Alors que s’est-il passé entre le moment où le concept de la Threat Intel est acquis et le moment où il est mis en œuvre ?

Petit rappel

Selon Wikipedia, La « Cyber Threat Intelligence », ou renseignement sur la cyber-menace, est une « discipline basée sur des techniques du renseignement qui a pour but la collecte et l’organisation de toutes les informations liées aux menaces du cyber-espace ».

L’important dans cette définition, c’est de bien comprendre la notion de « techniques de renseignement ». En effet, les activités de Cyber Threat Intelligence s’appuient très fortement sur toutes les méthodes, concepts et techniques issus des organismes de renseignements traditionnels, qu’ils soient militaires ou étatiques.

Je ne vais pas revenir sur ces sujets que j’évoque plus longuement dans d’autres posts ou articles, mais comme je l’ai déjà expliqué, pour anticiper et adapter sa réaction, il est nécessaire de bien connaitre son ennemi. Et évidemment, ça passe par une bonne compréhension du détail des attaques, des techniques, des procédures mises en place (les fameuses TTP), des outils utilisés, etc.

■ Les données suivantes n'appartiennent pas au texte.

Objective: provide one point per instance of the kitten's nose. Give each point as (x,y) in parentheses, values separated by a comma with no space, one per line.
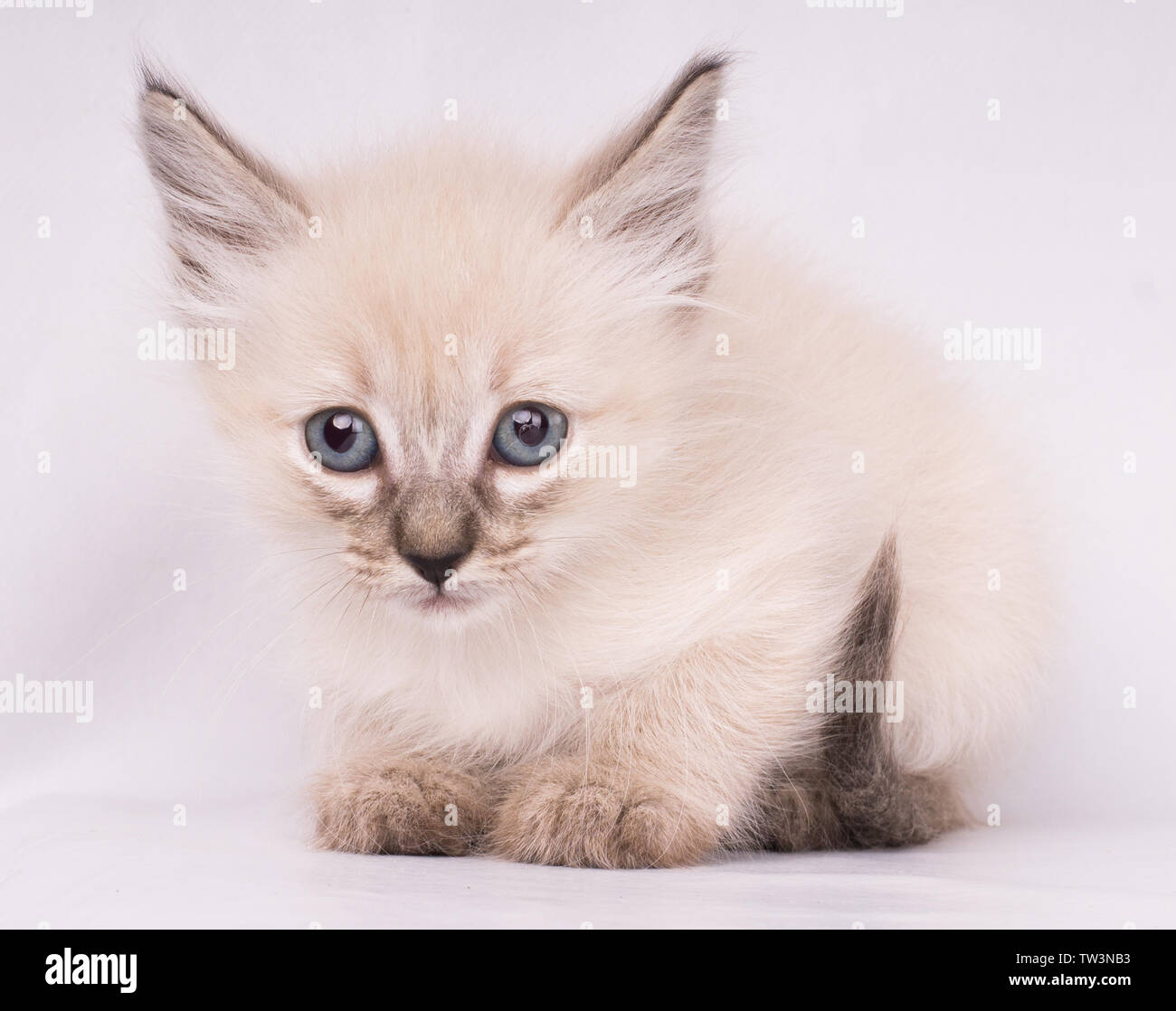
(434,569)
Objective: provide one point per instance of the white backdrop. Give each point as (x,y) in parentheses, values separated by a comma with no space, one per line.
(1018,222)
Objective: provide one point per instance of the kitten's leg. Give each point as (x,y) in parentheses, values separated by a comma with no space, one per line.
(854,792)
(602,814)
(380,803)
(659,775)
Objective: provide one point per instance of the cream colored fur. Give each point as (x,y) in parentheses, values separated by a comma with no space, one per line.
(583,591)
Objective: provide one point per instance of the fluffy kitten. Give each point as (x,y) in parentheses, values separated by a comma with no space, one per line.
(621,668)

Mais attention, collecter à outrance des informations qui ne seront pas traitées ou enrichies n’a pas franchement de sens. Beaucoup d’acteurs pensent que multiplier les sources, empiler les indicateurs et marqueurs est gage de puissance et d’efficacité. Or nous le savons, plus il y aura de données disponibles non traitées, plus ce volume aura des effets négatifs car les utilisateurs finaux auront du mal à tout traiter, interpréter et utiliser.

Et puis, aujourd’hui, je constate que la qualité des renseignements sur les menaces est de plus en plus inégale. Et l’effet de volumétrie joue pour beaucoup.

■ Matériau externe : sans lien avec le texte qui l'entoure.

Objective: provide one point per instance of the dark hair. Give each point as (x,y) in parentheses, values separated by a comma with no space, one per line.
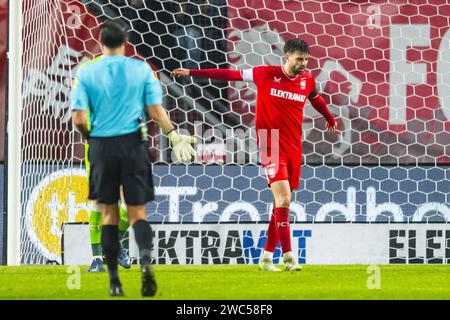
(296,45)
(113,34)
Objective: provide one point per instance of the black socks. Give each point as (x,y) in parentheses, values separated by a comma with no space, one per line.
(143,236)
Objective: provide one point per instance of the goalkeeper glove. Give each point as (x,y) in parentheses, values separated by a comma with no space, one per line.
(181,144)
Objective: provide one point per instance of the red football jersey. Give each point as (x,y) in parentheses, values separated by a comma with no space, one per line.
(279,105)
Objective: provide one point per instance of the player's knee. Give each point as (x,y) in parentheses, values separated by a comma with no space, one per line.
(283,201)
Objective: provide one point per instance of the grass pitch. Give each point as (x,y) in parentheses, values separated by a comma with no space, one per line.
(231,282)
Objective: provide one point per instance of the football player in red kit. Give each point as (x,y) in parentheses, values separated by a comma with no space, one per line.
(281,95)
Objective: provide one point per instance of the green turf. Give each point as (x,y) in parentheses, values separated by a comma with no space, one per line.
(233,282)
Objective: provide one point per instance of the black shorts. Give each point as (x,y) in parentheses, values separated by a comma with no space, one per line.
(116,161)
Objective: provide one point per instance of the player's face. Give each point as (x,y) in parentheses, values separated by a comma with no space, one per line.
(297,62)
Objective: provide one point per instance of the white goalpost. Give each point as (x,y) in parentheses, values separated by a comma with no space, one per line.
(14,131)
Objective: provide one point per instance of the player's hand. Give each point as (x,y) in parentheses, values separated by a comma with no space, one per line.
(332,128)
(181,145)
(180,73)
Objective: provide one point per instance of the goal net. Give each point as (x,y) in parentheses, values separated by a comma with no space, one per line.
(383,68)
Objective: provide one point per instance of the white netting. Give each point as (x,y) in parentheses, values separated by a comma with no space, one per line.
(383,68)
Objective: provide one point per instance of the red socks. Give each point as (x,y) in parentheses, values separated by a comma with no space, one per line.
(283,228)
(272,235)
(279,229)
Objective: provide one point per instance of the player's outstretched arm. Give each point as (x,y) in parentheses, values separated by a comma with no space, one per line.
(217,74)
(318,102)
(181,144)
(79,121)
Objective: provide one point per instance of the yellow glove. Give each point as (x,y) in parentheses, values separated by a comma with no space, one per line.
(181,144)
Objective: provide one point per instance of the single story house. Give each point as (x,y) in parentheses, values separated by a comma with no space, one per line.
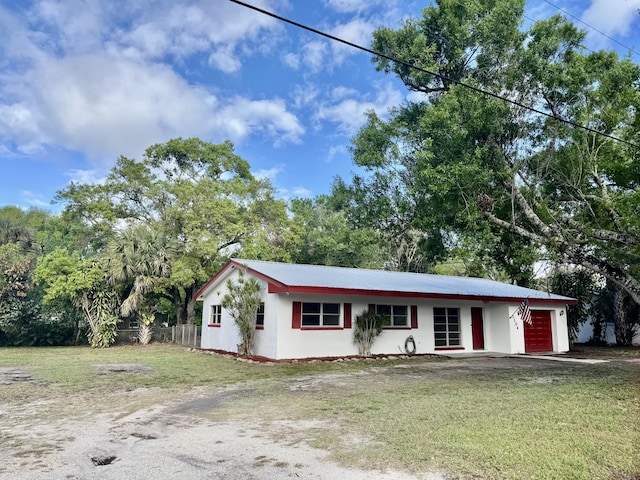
(308,311)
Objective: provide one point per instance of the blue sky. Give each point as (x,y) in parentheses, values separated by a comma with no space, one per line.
(84,81)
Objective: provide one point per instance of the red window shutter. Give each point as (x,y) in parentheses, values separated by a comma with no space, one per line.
(347,315)
(296,318)
(414,316)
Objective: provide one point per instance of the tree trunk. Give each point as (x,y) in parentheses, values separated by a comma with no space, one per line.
(190,306)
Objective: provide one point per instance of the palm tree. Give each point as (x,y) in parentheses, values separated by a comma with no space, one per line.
(138,257)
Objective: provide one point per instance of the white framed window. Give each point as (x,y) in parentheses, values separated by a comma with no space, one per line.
(260,315)
(315,314)
(446,326)
(215,314)
(395,315)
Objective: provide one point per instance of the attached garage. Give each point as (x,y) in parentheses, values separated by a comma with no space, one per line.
(537,335)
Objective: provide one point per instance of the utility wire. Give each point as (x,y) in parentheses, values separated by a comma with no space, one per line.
(593,28)
(428,72)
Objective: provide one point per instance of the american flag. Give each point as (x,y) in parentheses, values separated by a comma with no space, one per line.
(525,312)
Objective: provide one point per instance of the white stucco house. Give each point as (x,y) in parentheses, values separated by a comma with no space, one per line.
(308,311)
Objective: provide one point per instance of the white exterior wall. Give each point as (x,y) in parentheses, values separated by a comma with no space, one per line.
(226,336)
(503,329)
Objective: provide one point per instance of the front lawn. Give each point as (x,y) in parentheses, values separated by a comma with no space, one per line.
(494,418)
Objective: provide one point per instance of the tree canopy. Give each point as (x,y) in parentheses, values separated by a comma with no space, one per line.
(520,184)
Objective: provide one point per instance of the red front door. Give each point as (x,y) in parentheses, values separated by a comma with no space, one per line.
(537,336)
(477,328)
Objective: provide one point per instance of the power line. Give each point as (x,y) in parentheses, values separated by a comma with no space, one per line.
(428,72)
(593,28)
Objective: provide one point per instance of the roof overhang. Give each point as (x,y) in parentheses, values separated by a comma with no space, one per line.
(281,288)
(275,286)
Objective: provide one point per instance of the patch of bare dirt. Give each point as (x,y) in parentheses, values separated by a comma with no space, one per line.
(9,375)
(110,368)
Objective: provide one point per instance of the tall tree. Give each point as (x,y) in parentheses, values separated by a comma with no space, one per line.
(327,237)
(200,197)
(139,259)
(482,167)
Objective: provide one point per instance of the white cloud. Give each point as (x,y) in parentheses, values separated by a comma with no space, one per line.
(335,150)
(349,111)
(86,85)
(269,174)
(612,19)
(291,60)
(302,192)
(351,6)
(92,176)
(34,199)
(268,116)
(304,95)
(315,55)
(358,31)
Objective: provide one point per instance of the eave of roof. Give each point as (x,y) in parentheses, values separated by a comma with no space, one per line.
(316,279)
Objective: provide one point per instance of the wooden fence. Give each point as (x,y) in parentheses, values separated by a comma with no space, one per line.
(187,335)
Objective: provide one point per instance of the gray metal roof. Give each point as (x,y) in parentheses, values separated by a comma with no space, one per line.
(320,276)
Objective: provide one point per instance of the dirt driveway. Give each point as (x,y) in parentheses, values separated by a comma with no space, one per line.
(174,439)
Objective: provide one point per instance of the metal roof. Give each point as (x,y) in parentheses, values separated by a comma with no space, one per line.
(287,277)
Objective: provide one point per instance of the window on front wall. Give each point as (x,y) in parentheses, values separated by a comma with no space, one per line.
(395,315)
(215,314)
(260,315)
(446,325)
(320,314)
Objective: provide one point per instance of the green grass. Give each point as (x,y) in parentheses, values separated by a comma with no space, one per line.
(545,421)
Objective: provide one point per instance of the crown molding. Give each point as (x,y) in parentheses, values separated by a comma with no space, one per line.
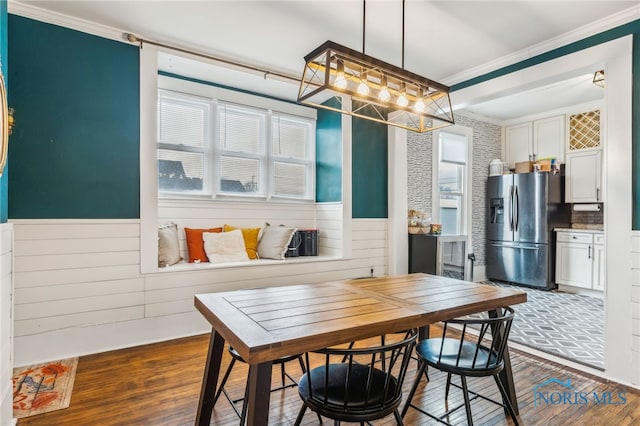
(479,117)
(50,17)
(580,33)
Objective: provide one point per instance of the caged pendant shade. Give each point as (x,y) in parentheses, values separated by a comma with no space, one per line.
(386,93)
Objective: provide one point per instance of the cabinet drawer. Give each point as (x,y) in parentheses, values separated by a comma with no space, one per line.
(575,237)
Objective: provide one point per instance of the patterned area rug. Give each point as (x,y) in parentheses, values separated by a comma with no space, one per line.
(44,387)
(567,325)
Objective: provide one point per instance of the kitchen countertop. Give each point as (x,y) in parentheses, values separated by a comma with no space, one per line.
(588,231)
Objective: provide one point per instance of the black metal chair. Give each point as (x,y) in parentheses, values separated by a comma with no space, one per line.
(366,386)
(235,356)
(476,354)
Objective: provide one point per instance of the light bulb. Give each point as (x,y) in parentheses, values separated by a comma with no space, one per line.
(363,89)
(419,106)
(402,100)
(341,81)
(384,94)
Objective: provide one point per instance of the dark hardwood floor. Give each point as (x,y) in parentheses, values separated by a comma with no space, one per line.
(159,384)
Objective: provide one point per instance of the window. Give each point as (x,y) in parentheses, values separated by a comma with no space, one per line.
(451,169)
(215,148)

Et de cette inégalité dans la qualité de l’information transmise nait un autre problème : la qualité du traitement qui en est fait par le SOC.

Le lien qui existe entre les outils et équipes de détection du SOC et les équipes de CTI est de plus en plus fort et étroit. L’information fournie permet au SOC de proposer la meilleure analyse possible, aussi bien dans la richesse du contexte que dans l’interprétation des motivations par exemple.

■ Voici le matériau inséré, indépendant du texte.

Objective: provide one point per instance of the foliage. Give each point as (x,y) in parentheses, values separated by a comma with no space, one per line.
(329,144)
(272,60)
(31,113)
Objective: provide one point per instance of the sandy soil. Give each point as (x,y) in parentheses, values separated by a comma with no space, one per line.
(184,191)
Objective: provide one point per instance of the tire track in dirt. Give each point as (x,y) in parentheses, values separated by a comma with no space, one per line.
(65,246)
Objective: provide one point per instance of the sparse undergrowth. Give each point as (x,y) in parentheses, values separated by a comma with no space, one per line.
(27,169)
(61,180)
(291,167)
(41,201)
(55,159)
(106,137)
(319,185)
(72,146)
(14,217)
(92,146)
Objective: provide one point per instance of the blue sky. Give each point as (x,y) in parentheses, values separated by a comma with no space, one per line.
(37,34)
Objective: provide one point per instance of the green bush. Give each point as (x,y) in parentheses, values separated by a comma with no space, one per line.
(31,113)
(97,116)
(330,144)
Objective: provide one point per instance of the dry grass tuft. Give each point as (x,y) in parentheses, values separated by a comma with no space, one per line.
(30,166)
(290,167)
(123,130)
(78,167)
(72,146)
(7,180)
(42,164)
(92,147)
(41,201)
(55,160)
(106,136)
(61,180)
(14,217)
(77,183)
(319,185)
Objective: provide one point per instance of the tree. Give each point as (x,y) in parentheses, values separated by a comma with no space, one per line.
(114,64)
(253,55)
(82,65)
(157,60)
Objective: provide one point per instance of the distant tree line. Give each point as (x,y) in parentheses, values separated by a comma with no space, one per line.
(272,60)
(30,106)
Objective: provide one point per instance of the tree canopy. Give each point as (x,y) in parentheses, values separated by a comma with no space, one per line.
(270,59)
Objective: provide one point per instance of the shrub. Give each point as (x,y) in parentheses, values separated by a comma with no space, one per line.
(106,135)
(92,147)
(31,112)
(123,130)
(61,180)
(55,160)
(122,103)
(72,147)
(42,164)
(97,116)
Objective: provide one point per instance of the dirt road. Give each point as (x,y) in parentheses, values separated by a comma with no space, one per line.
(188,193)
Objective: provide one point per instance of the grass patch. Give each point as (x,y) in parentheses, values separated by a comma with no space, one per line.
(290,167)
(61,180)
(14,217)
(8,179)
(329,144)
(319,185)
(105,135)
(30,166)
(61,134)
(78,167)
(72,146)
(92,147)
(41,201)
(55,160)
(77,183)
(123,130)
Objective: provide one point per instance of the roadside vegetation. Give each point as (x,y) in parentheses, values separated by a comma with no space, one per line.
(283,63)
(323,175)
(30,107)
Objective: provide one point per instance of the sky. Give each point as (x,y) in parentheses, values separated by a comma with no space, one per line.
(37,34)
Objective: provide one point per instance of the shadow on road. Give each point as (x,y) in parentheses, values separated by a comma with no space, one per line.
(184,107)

L’équipe de renseignement va permettre au SOC d’optimiser la prévention et la détection, en apportant des informations supplémentaires sur le contexte d’une attaque ou d’une menace :

  • L’acteur est-il connu ?
  • Quelles sont ses motivations ?
  • Quels outils ? quels malwares ?
  • Y a-t-il eu d’autre attaques de ce type ? où ? quand ?

L’équipe de CTI a une importance stratégique pour le SOC, car elle apporte une vision sur 2 axes :

  • global, sur les tendances en termes de campagnes d’attaques ou sur les acteurs dangereux
  • spécifique, pour un contexte métier, sectoriel ou business donné.

En travaillant en temps réel sur l’information qu’elle exploite, l’équipe de renseignement va également travailler sur « la fraîcheur » de la donnée, et c’est une des clés de la réussite d’une telle entreprise. En effet, pour qu’une détection soit efficace, il faut que la validité de la donnée soit la plus précise possible. Le SOC est déjà trop souvent noyé sous les faux-positifs pour que la CTI en génère d’autres.

Mais on a trop souvent tendance à réduire la CTI à une activité pourvoyeuse d’indicateurs techniques.

L’équipe de CTI va donc analyser le contexte, mais également le coupler à l’étude du ou des groupes qui se cachent derrière chaque menace.

Ne pas se contenter de trouver des contremesures à un instant T. Il faut comprendre qui est derrière une attaque, pour déterminer le pourquoi et le comment.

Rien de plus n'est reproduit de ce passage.